Certainly, but not in the sense of being uncertain about whether or not GAT are worthwhile, only in the sense of not wanting to make promises that may not be able to be kept. The Rust developers want GAT--or something analogous to GAT--and much work has been put in towards that goal (work that will have been useful even without GAT), and at this juncture there's no foreseen theoretical impediments; however, that's not to say that some unforeseen impediment won't yet arise. Such a thing happened with specialization, which has been in the works for much longer (current status: https://github.com/rust-lang/rust/pull/68970), and the lesson has been to not incite expectation until you are extremely certain the promise will be able to be kept. As a mere half-informed bystander it seems that GAT not encountering the problems that specialization did, but don't take this as any sort of promise. :)
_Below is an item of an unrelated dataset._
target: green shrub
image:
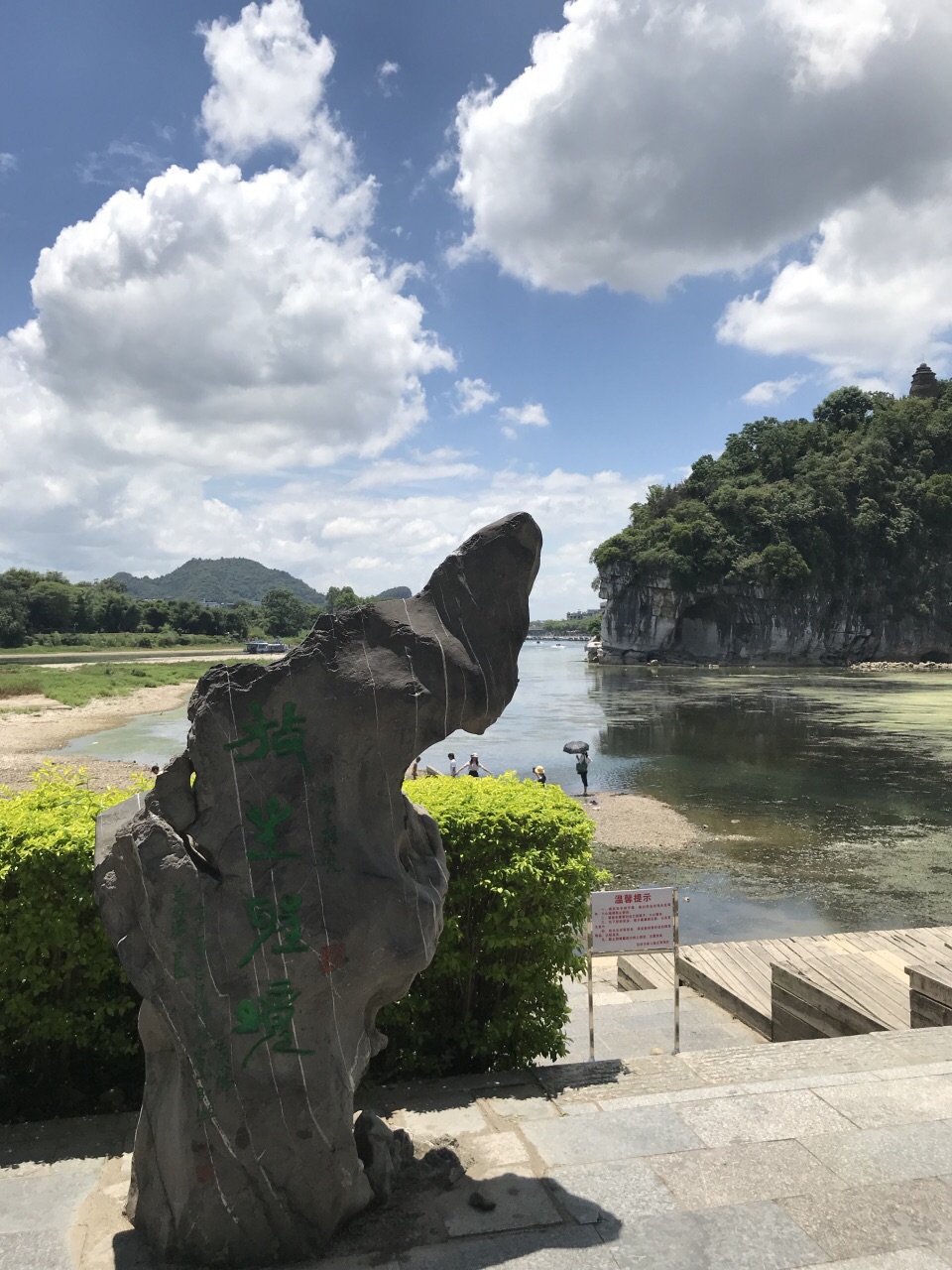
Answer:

While I personally would really want both GAT (+ full HKT) and specialization, I could emphasize with some opposition to stabilizing them.

Rust is already a complicated language. Those two features would increase the complexity of the type system quite significantly.

Possibly beyond what is healthy for Rust adoption.


The neat thing about GAT is that it doesn't really increase the user-facing complexity of the language. Conceptually, users already need to understand generics, and they need to understand associated types. GAT, which allows users to use generics within associated types, doesn't feel like a new feature so much as it just feels like letting two existing features play nicely.